И добавляет на отходе, недоступное их пониманию:
– «Как хорошо, что некого терять…»
Неровные ступени прорезаны в скале. Узкий спуск. Тишина. Блик солнечный через пролом под потолком. Эхо от голоса, если вскрикнуть. Когда-то здесь была вода, много воды для полива и утоления жажды – теперь сухо.
Звонит теща Белла:
– Шпильман, у меня трудности.
– Прости, Белла, я не один.
– Я тоже. Твой внук хочет быть кенгуру. Фиолетового цвета.
– Очень хорошо.
– И чтобы кенгуренок в кармане был фиолетовым.
– Еще лучше.
– Шпильман, где ты видел таких кенгуру? В каком магазине? Придется пошить на Пурим.
– Белла, что ты от меня хочешь?
– Купи материал. И получше.
Они сидят на дне бассейна, укрытые его стенами. Хрустит галька под ногой – кто-то проходит поверху. Вспархивает голубь, здесь поселившийся. Сообщает женщине, которая рядом:
– Внук желает обратиться в кенгуру. Фиолетового цвета. Что-то новое в его воображении, а я упустил. Меня это беспокоит.
Задумывается. Отвечает негромко:
– И я хотела. Стать кенгуренком, запрятаться в сумку к матери, где тепло и не страшно…

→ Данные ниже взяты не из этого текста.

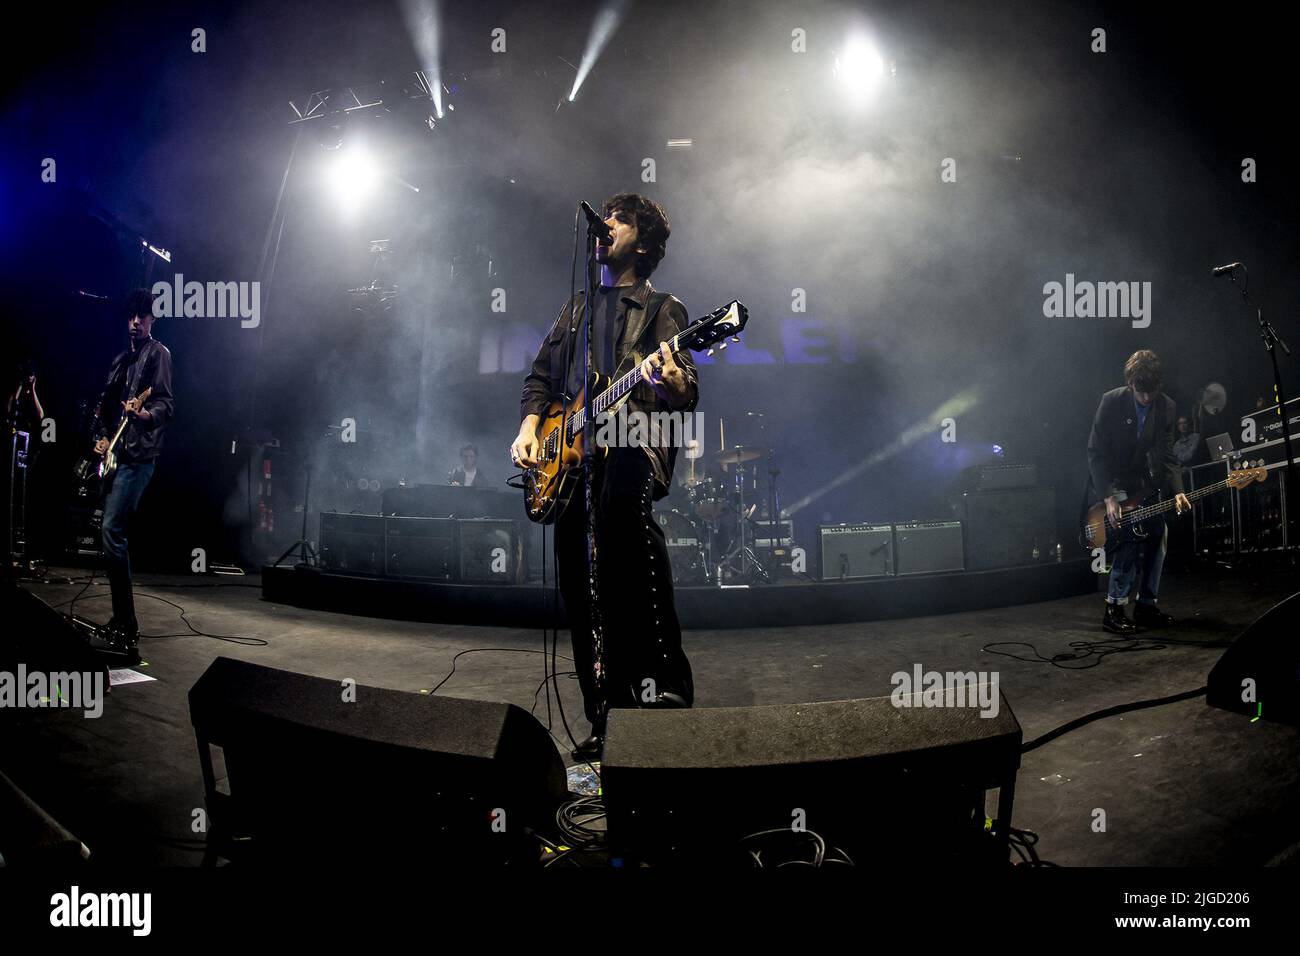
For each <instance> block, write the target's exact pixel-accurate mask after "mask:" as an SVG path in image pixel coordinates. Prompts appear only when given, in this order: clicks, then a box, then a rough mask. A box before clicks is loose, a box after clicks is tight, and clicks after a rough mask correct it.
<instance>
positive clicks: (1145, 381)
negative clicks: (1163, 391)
mask: <svg viewBox="0 0 1300 956" xmlns="http://www.w3.org/2000/svg"><path fill="white" fill-rule="evenodd" d="M1160 382H1161V375H1160V356H1158V355H1157V354H1156V352H1153V351H1152V350H1151V349H1139V350H1138V351H1135V352H1134V354H1132V355H1130V356H1128V362H1126V363H1125V384H1126V385H1132V386H1134V388H1135V389H1138V390H1139V392H1158V390H1160Z"/></svg>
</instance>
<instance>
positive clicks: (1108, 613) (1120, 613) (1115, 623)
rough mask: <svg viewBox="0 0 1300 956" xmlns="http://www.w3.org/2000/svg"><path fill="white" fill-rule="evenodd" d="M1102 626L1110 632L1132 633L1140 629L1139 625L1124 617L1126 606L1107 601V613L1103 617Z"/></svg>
mask: <svg viewBox="0 0 1300 956" xmlns="http://www.w3.org/2000/svg"><path fill="white" fill-rule="evenodd" d="M1101 627H1102V630H1105V631H1110V633H1125V635H1131V633H1135V632H1136V631H1138V626H1136V624H1135V623H1132V622H1131V620H1130V619H1128V618H1126V617H1125V606H1123V605H1121V604H1110V602H1109V601H1106V615H1105V617H1104V618H1102V619H1101Z"/></svg>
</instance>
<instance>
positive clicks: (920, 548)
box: [894, 522, 966, 578]
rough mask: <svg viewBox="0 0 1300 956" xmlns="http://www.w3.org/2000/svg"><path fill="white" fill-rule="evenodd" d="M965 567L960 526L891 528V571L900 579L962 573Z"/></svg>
mask: <svg viewBox="0 0 1300 956" xmlns="http://www.w3.org/2000/svg"><path fill="white" fill-rule="evenodd" d="M965 567H966V562H965V559H963V553H962V523H961V522H907V523H906V524H896V525H894V568H896V574H897V575H898V576H900V578H901V576H902V575H924V574H935V572H937V571H961V570H963V568H965Z"/></svg>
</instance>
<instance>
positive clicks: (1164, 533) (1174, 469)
mask: <svg viewBox="0 0 1300 956" xmlns="http://www.w3.org/2000/svg"><path fill="white" fill-rule="evenodd" d="M1160 385H1161V365H1160V356H1157V355H1156V352H1153V351H1151V350H1149V349H1141V350H1139V351H1135V352H1134V354H1132V355H1130V356H1128V360H1127V362H1126V363H1125V385H1123V386H1122V388H1118V389H1112V390H1110V392H1108V393H1105V394H1104V395H1102V397H1101V405H1100V406H1097V414H1096V416H1095V418H1093V421H1092V433H1091V434H1089V436H1088V472H1089V483H1091V484H1089V496H1088V497H1089V501H1102V499H1104V501H1105V502H1106V516H1108V519H1109V522H1110V523H1112V524H1113V525H1114V524H1115V523H1117V522H1118V520H1119V518H1121V507H1119V502H1121V501H1123V499H1125V498H1126V497H1127V496H1128V494H1140V493H1141V492H1143V489H1152V490H1160V492H1162V493H1167V492H1170V490H1171V492H1174V494H1175V505H1174V506H1175V509H1177V510H1178V512H1179V514H1182V512H1183V511H1184V510H1190V509H1191V502H1190V501H1188V499H1187V496H1186V494H1184V493H1183V470H1182V466H1180V464H1179V462H1178V458H1177V455H1175V454H1174V424H1175V421H1177V415H1175V406H1174V399H1171V398H1170V397H1169V395H1166V394H1165V393H1164V392H1161V390H1160ZM1145 524H1147V527H1148V528H1149V535H1148V537H1145V538H1143V540H1135V538H1132V537H1131V536H1130V537H1123V538H1119V540H1118V541H1117V542H1115V544H1113V545H1110V546H1109V551H1110V553H1109V554H1108V555H1106V557H1108V558H1109V559H1110V583H1109V587H1108V589H1106V611H1105V617H1104V618H1102V623H1101V626H1102V628H1104V630H1106V631H1109V632H1112V633H1125V635H1127V633H1132V632H1135V631H1136V630H1138V628H1139V627H1148V628H1157V627H1169V626H1170V624H1173V623H1174V618H1173V615H1170V614H1166V613H1165V611H1162V610H1160V607H1157V606H1156V602H1157V600H1158V593H1160V574H1161V570H1162V567H1164V564H1165V541H1166V537H1167V531H1166V527H1165V520H1164V518H1162V516H1160V518H1153V519H1149V520H1148V522H1147V523H1145ZM1139 568H1140V570H1141V579H1143V580H1141V587H1140V588H1139V591H1138V604H1136V607H1134V619H1132V620H1130V619H1128V618H1127V617H1126V615H1125V605H1126V604H1128V596H1130V594H1131V593H1132V588H1134V583H1135V580H1136V578H1138V571H1139Z"/></svg>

Прохлада на дне бассейна. Гулкая насыщенность скальных пустот. Проверка молчанием.
– Приглашаю в детство, моя госпожа.
Кусает губы. Раздумывает. «Что-то не порхается, Шпильман. Это ты понимаешь?» – «Это я понимаю. Приоткройся – и тебе приоткроются». – «Некому, Шпильман, некому. Чего не было, того не вернуть». – «Легкое беспокойство. Потребность перемен. Желание быть любимой – что с этим?» – «С этим плохо». – «Поправим, моя госпожа, это мы поправим…»
Шпильман возглашает:
– Рассказ-ключик. Для отмыкания дверей.
– Ключик?
– Ключик.
И начинает без промедления:
К Томеру прилетает бабочка…
…которая умеет мурлыкать.
Он надевает перед сном пижаму, ложится под одеяло, и появляется красавица в цветном трепетании, пристраивается рядом на подушке, намурлыкивает ласковые сны.
Такое случается не с каждым и всё же случается. А что тут удивительного? Мурлычет мама, когды папа нашептывает ей ласковые слова. Мурлычат Шани с Михалью над сладким пирогом. Мурлычет за компанию Сарра, выкладывая на тарелку вкусные кусочки. А бабочка старается для Томера.
– Тоже хочу, – сказал Шпильман. – Чтобы для меня.
Обычно он спит всю ночь и спит замечательно: голова еще опускается на подушку, а Шпильман уже досматривает первые сны. Но в этот раз ему не спалось – от обиды и всеобщей неблагодарности, ибо не мурлыкалось возле него, не урчалось, и к рассвету замучила Шпильмана тягостная бессонница.